Earlier, Russian Foreign Minister Sergey Lavrov said he hoped the US would respect the truce.

Obama said that factional rivalry among the rebels, as well as the campaign against IS, meant there would be no immediate end to violence.

  “Crime Ring”

Obama also said progress was being made in the fight against IS, but added that the only way to inflict a lasting defeat on the group was to bring an end to the Syrian conflict.

He said IS had not had a single successful offensive operation in Syria or Iraq since last summer and that the group has lost 40% of its territory.
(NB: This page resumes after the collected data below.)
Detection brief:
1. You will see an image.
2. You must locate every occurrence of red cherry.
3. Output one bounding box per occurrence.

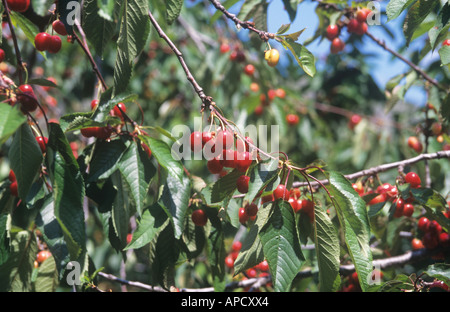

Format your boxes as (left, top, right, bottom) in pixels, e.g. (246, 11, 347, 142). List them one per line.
(191, 209, 207, 226)
(273, 184, 289, 201)
(236, 151, 252, 172)
(111, 102, 127, 121)
(47, 35, 62, 53)
(90, 99, 99, 110)
(35, 136, 48, 153)
(207, 157, 223, 174)
(443, 39, 450, 46)
(348, 114, 362, 130)
(402, 203, 414, 217)
(368, 193, 387, 206)
(405, 172, 421, 188)
(0, 49, 5, 63)
(427, 220, 442, 235)
(238, 207, 249, 225)
(356, 8, 371, 23)
(201, 132, 213, 146)
(418, 217, 430, 232)
(220, 43, 230, 54)
(407, 136, 423, 153)
(326, 25, 340, 40)
(258, 260, 269, 272)
(300, 199, 314, 214)
(245, 203, 258, 217)
(244, 64, 255, 76)
(423, 232, 439, 249)
(8, 170, 16, 182)
(439, 232, 450, 247)
(9, 181, 18, 197)
(411, 238, 424, 250)
(347, 19, 359, 33)
(232, 241, 242, 252)
(254, 105, 264, 116)
(17, 84, 38, 112)
(216, 129, 234, 150)
(261, 193, 274, 204)
(34, 32, 51, 52)
(6, 0, 30, 12)
(236, 175, 250, 194)
(225, 255, 234, 268)
(288, 197, 299, 212)
(286, 114, 300, 126)
(330, 37, 345, 54)
(141, 142, 152, 158)
(190, 131, 203, 152)
(36, 250, 52, 263)
(221, 149, 237, 168)
(52, 20, 68, 36)
(81, 127, 98, 138)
“More people are realizing that IS is not a caliphate; it’s a crime ring. They are not winning over hearts and minds; they are under pressure,” he said.

“In the end, the brutality of IS is no match for the yearning of millions who want to live in safety and dignity.”

  Syrian Opposition

Syria’s main opposition umbrella group said that it was ready for a two-week truce to test the government’s commitment to the plan.

But the High Negotiations Committee expressed concern that Moscow and Damascus would continue targeting rebels allied to the al-Nusra Front, a militant group that, along with IS, will be excluded from the cessation of hostilities.

The Kurdish Popular Protection Units, a militia that controls territory in northern Syria near the Turkish border, said on Thursday it would respect the truce, but reserve the right to retaliate if attacked.

Staffan de Mistura, the UN special envoy to Syria, said he would be announcing the date for the next round of peace talks in Geneva on Friday.